The Orlando Magic enter Monday with a 2-5 record, ranking 13th in the East and tied for 24th in the NBA overall. Even at this early juncture, it's clear that Orlando won't compete with most of the league's teams on a night-to-night basis. And though the season has just gotten underway--the Magic still have 75 games to go--it's never too early to start trying to assess what's going on. Here's some stuff we've noticed through Orlando's first seven contests.
Fournier can hoop
Evan Fournier's play to date has been impressive enough to wonder why the heck the Denver Nuggets simply asked him to stand in the corner all day. The 6-foot-7 wing, whom Orlando acquired from Denver for Arron Afflalo on Draft night, has proven lethal off the bounce, creating plays for himself, and occasionally for others, on his forays to the rim.
Not that his performance to date could surprise him: in his first presser as a member of the Magic, Fournier made it clear he feels comfortable handling the ball. Still, his facility with the rock in his hands is a boon to Orlando's overall poor offense: he's scoring nearly a point ever two minutes on 61.9 percent True Shooting as the Magic's third option. Only Nik Vučević and Tobias Harris (17 apiece) use more shooting possessions per game than Fournier (12.9).
The key question, predictably, is sustainability: as a member of the Magic, Fournier's shooting 74.1 percent in the restricted area and 50 percent on three-pointers. In his sophomore season as a Nugget, those percentages stood at 57 and 37.6, respectively. But even with a mild regression, the style with which Fournier has played bodes well for his success in an Orlando uniform. He's the only wing on the roster who can both shoot reliably from the outside and drive the ball all the way to the rim.
Shot mix an issue
Fournier's offense has been a bright spot in an otherwise miserable offensive season for Orlando: its offensive rating is down 2.5 points from a year ago, and shot selection is a big reason why.
Through seven games, the Magic have launched 22 corner three-pointers and 161 long twos, or one corner trey for every 7.3 long twos. In the 2013/14 season--a campaign in which, let's remember, the Magic played noted long-two enthusiast Glen Davis over 1300 minutes--that ratio stood at one corner three for every 4.7 long twos.
There's more to running a good NBA offense than simply uncorking from the corner, sure, but no team in today's NBA can hope to achieve even mediocrity on that end with such a skewed shot mix.

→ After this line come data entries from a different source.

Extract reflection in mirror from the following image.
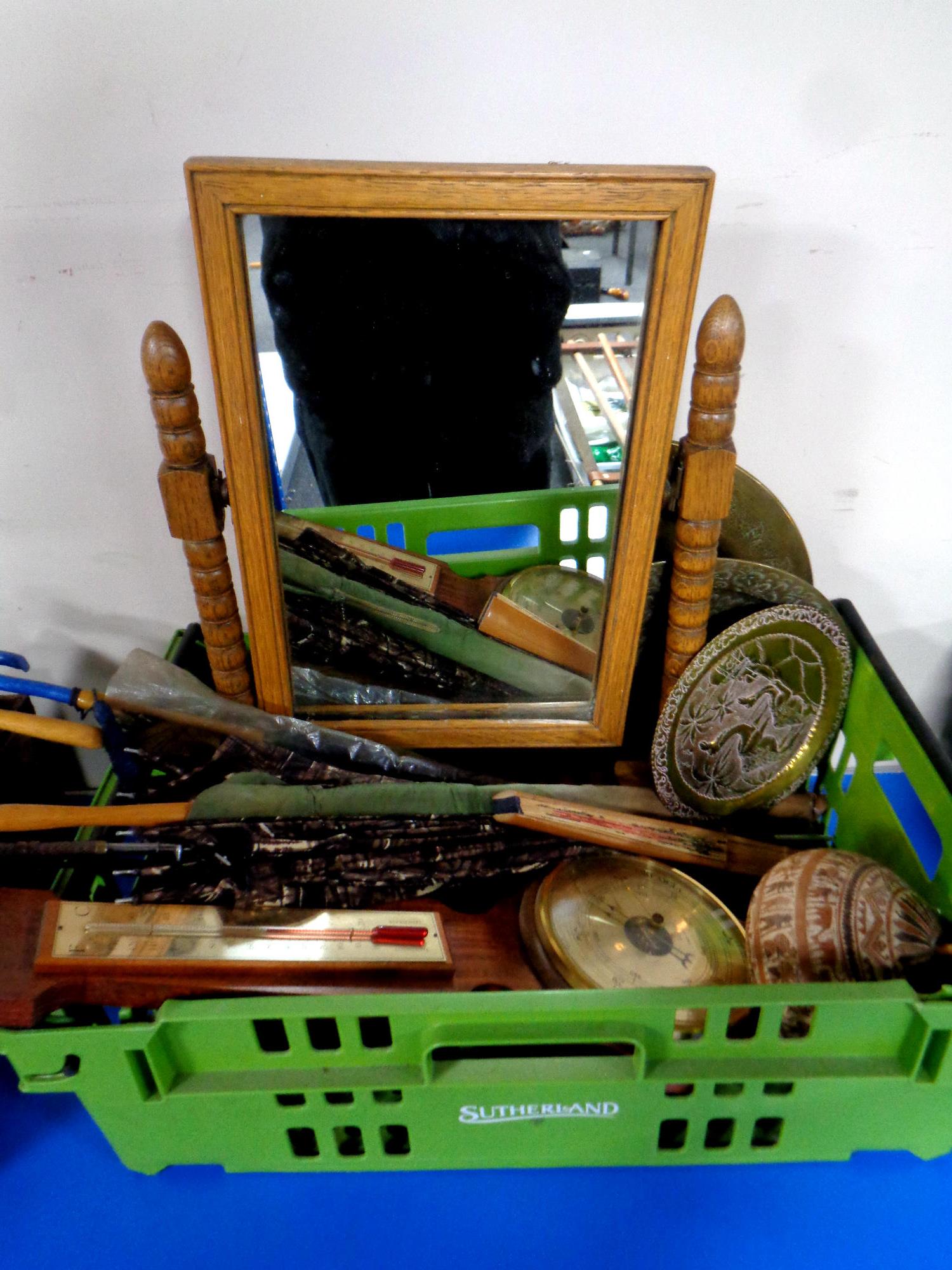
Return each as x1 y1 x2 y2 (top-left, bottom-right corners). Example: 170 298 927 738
244 216 656 719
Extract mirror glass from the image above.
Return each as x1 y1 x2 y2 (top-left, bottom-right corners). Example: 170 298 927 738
242 216 658 719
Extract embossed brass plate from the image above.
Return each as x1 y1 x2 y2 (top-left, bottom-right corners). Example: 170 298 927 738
651 605 852 818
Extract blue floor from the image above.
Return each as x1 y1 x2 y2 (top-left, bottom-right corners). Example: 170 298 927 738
0 767 952 1270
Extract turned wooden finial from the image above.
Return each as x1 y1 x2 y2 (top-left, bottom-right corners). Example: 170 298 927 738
661 296 744 705
142 321 254 705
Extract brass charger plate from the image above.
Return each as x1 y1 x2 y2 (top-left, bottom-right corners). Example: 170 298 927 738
642 559 847 634
655 442 814 582
651 605 852 819
519 853 746 988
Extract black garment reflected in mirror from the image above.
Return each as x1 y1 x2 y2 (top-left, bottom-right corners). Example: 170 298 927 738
261 216 571 505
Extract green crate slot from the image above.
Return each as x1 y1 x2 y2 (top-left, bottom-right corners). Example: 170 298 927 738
291 485 618 578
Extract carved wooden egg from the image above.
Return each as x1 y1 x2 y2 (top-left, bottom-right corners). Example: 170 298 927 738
746 848 942 983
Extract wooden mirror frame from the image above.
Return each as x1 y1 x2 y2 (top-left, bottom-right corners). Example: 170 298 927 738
185 159 713 748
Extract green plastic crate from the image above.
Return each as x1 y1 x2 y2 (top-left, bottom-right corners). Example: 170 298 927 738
0 605 952 1172
294 485 618 578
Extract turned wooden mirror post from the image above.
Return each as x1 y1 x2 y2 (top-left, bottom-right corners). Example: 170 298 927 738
661 296 744 705
142 321 254 705
185 159 713 748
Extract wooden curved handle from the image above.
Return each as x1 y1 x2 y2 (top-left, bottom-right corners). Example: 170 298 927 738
661 296 744 705
142 321 254 705
0 710 103 749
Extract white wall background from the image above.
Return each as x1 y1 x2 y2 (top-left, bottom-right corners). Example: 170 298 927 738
0 0 952 742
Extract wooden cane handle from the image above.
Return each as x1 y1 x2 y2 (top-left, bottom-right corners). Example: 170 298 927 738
0 710 103 749
142 321 254 705
661 296 744 705
0 803 192 833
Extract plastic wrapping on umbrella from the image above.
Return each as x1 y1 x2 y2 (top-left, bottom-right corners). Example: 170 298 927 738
105 648 481 782
291 665 440 709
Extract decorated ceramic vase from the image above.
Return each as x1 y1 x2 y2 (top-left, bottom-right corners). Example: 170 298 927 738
746 848 941 983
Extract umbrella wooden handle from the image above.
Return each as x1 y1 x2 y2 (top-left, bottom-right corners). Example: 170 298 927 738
661 296 744 706
493 790 790 876
0 803 192 833
0 710 103 749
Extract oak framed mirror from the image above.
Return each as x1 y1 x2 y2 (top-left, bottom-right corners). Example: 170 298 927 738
185 159 713 747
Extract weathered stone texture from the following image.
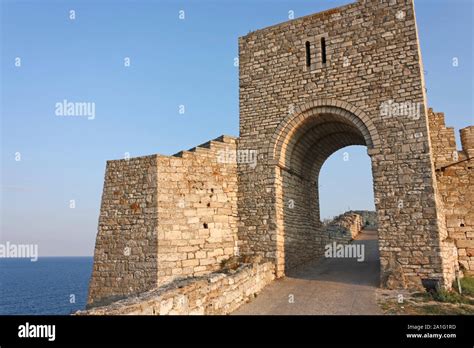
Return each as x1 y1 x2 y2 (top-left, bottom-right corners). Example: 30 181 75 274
157 136 237 284
238 0 454 287
88 156 158 304
429 109 474 275
88 0 474 313
82 262 275 315
88 136 238 305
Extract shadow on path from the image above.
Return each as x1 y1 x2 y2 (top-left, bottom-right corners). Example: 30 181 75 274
233 230 382 315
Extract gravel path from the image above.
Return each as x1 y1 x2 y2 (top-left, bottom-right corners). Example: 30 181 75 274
233 231 382 315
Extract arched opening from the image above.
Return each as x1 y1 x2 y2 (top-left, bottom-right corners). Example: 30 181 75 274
318 145 375 223
273 101 378 275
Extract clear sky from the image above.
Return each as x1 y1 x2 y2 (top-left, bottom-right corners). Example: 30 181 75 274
0 0 474 256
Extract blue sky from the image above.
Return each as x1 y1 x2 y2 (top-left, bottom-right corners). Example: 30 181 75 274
0 0 474 256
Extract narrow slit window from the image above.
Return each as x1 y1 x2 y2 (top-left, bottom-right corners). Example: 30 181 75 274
306 41 311 67
321 37 326 64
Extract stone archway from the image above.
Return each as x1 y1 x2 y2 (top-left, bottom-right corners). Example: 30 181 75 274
268 100 379 275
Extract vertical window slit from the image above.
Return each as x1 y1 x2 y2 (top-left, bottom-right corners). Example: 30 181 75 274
306 41 311 67
321 37 326 64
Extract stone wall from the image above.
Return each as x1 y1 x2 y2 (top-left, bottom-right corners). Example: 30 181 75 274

In fairness to the Magic, the team recognizes the value of spacing, as its big free-agent cash outlay on Channing Frye attests. And Frye knows his strengths, taking 60.5 percent of his shots from three-point distance while parking himself on the wings instead of in the corners, which positioning forces defenses to make an unenviable choice between leaving him open in one of his sweet spots or helping from the corners just one pass away... but Frye can't do it alone.

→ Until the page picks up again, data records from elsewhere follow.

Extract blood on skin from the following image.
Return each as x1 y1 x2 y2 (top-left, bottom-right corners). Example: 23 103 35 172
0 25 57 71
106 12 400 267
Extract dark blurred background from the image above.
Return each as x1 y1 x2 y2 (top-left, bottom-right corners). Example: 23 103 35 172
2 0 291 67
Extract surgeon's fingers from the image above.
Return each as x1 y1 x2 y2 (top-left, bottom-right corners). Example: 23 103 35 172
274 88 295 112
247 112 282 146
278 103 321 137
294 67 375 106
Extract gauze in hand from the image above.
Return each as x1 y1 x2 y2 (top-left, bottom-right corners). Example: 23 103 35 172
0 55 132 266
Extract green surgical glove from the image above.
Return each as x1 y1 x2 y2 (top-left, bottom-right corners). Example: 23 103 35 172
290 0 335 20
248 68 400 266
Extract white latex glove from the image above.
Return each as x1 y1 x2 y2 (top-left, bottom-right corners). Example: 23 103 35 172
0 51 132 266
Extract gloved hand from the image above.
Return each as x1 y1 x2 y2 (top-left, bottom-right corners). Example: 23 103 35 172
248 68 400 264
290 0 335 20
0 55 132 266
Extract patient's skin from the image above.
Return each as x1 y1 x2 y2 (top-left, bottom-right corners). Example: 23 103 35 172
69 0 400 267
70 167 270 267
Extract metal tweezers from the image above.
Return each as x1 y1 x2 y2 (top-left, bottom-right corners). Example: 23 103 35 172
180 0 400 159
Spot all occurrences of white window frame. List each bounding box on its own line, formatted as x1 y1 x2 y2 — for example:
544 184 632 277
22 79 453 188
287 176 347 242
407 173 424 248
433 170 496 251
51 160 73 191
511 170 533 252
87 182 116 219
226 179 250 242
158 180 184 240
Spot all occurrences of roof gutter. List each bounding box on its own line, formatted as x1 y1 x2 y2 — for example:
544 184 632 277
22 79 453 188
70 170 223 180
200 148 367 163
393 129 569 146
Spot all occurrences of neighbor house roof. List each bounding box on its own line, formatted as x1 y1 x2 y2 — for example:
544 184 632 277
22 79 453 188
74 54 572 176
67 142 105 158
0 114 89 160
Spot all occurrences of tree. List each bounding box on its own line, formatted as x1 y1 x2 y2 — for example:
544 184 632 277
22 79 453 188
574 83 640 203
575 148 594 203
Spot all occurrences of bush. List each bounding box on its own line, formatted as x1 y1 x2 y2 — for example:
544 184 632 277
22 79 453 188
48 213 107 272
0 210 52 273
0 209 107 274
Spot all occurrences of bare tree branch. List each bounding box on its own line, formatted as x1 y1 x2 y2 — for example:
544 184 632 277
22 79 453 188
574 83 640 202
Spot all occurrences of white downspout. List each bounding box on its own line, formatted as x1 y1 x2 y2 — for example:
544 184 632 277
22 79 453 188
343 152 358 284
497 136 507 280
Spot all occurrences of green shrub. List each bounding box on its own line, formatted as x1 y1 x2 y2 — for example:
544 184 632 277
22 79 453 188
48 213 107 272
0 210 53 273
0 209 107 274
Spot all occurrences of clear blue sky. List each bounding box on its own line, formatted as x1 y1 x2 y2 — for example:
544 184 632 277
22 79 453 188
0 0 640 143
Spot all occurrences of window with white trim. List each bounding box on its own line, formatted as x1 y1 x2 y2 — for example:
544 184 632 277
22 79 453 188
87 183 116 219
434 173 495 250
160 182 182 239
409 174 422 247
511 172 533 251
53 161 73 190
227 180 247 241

Luke Ridnour and Ben Gordon have, earlier in their long careers, demonstrated they can connect from deep. Perhaps asking one or both players to become corner specialists would benefit all parties involved: Orlando gets more spacing and cuts its long-two diet, while the veterans reinvent themselves in such a way that could prolong their careers by making the most of shooting, a skill which ages well and which is always in demand.

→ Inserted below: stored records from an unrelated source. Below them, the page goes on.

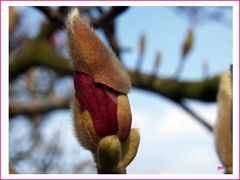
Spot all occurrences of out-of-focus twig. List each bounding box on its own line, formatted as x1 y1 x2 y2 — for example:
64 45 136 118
9 97 70 117
92 6 128 28
34 6 64 26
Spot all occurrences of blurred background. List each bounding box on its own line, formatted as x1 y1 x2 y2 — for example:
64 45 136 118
9 6 232 174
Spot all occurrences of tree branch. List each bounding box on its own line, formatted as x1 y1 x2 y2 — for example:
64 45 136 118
9 39 219 102
9 97 70 117
92 6 128 28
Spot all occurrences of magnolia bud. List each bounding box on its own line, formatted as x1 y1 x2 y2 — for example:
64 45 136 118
67 10 139 173
215 71 233 173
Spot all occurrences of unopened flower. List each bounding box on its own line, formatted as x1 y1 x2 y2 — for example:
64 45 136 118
215 71 233 174
67 9 139 173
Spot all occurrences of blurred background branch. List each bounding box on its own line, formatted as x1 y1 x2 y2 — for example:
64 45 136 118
9 6 230 173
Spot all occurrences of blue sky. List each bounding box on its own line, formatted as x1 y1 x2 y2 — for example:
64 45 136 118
11 7 232 174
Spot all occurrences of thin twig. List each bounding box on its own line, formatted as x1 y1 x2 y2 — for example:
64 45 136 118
92 6 128 28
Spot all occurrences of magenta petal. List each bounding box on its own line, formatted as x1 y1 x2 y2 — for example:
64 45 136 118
74 72 118 137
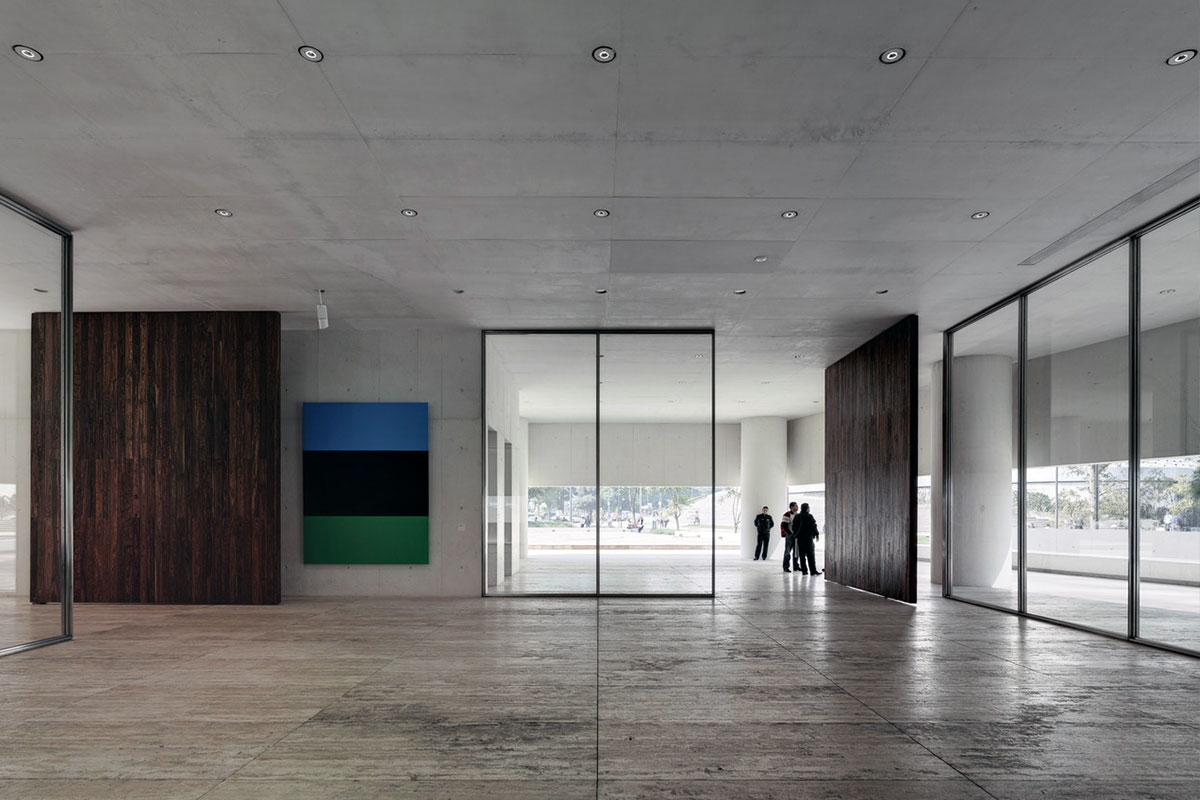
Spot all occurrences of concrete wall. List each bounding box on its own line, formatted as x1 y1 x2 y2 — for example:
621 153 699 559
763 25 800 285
281 326 482 596
0 331 30 597
787 414 824 486
528 422 742 486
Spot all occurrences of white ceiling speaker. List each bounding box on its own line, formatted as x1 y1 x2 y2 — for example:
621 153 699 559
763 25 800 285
317 289 329 331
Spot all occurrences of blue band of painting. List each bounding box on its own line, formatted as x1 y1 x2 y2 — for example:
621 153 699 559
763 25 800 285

Harkless makes things happen
Magic fans have watched Maurice Harkless' minutes with great interest: the third-year forward earned a Did Not Play-Coach's Decision in three of Orlando's first four games, a surprising decision on the part of Jacque Vaughn, given that Harkless' age and skill set make him valuable to a rebuilding squad stockpiling young talent.
Harkless has played in each of Orlando's three games since, and he's made a difference: on the season, the Magic have outscored their opponents by 12.9 points per 100 possessions, giving Harkless the best such mark of any Orlando player with at least 50 minutes of court time.
Certainly, the caliber of the opposition accounts for that excellent figure, so I don't mean to suggest that playing Harkless more would necessarily reverse Orlando's luck. But as the only Magic regular with a positive efficiency differential, Harkless stands out.
Harkless still doesn't have the respect of opposing defenses, who are content to leave him open, but that invisibility can be workable so long as he runs the floor in transition and his teammates manage to find him. That's what happened Friday in Orlando's come-from-behind victory over the Minnesota Timberwolves, wherein Harkless scored 11 points in just 21 minutes without having a play called for him.
The Magic's commitments to Harris as its starting small forward and to fourth overall Draft choice Aaron Gordon as his backup will squeeze Harkless a bit, but if he continues to produce in limited minutes, Vaughn won't have much of a choice but to find more time for him.